Eko Novriansyah Putra, kuasa hukum 15 karyawan Kertas Leces yang memohonkan pembatalan homologasi perdamaian, mengatakan bahwa status pailit terhadap perusahaan yang berlokasi di Probolinggo, Jawa Timur itu sudah tepat karena tidak menjalankan kewajibannya memenuhi hak karyawannya.
“Keputusan pailit ini adalah tamparan bagi pemerintah khususnya Kementerian BUMN. Kenapa sudah bertahun-tahun masalah hak karyawan tidak terbayar,” kata Eko. Menurut dia, sebelum mengajukan permohonan pembatalan homologasi perdamaian, kliennya telah mengingatkan berkali-kali kepada pemerintah hingga melakukan aksi demonstrasi supaya pemerintah turun tangan menyelesaikan kewajiban perusahaan sesuai dengan kesepakatan bersama perdamaian antara kreditur dan debitur saat proses PKPU berlangsung pada 18 Mei 2015.
“Satu sen rupiah pun tidak ada pembayaran kepada klien kami, baik itu gaji terutang dan pesangon. Masih ada total Rp300 miliar hak karyawan lainnya yang belum terbayarkan,” klaim pengacara dari kantor hukum ENP ini.
Eko mengatakan, kliennya memegang tagihan sebesar Rp15,8 miliar berasal dari gaji dan pesangon.
Dari berkas putusan homologasi perdamaian yang diterbitkan oleh Mahkamah Agung dengan perkara No. 05/PKPU/2014/PN.Niaga.Sby menyatakan, perjanjian perdamaian pada 18 Mei 2015 antara termohon Kertas Leces dan para kreditur adalah sah. Pengadilan memerintahkan pula kepada para pihak, termasuk termohon untuk melaksanakan isi perjanjian perdamaian.

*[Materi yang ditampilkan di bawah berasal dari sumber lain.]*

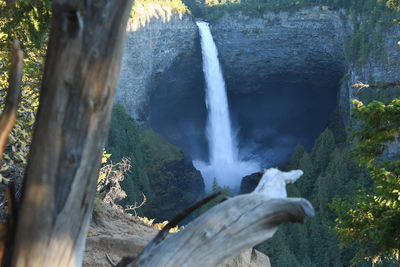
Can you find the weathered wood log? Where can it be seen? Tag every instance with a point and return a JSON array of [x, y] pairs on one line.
[[76, 98], [7, 121], [9, 114], [229, 228]]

Keputusan itu berawal dari pemungutan suara oleh 14 kreditur dari 22 kreditur yang terdiri dari 10 kreditur mewakili 80,7% dari seluruh tagihan kreditur konkuren dan 4 kreditur separatis menyetujui rencana perdamaian PKPU yang diajukan oleh Kertas Leces pada 4 Mei 2015.
Kertas Leces dalam proposal perdamaiannya menyanggupi akan merekstrukturisasi utangnya senilai Rp2,12 triliun dari total tagihan yang berasal dari 431 kreditur.
Nilai itu terdiri dari Rp747,86 miliar dipegang kreditur preferen dengan grace period pembayaran selama 5 tahun dan waktu pembayaran 45 tahun. Sementara itu, sebanyak Rp1,15 triliun milik kreditur separatis dan Rp222,73 miliar milik kreditur konkuren.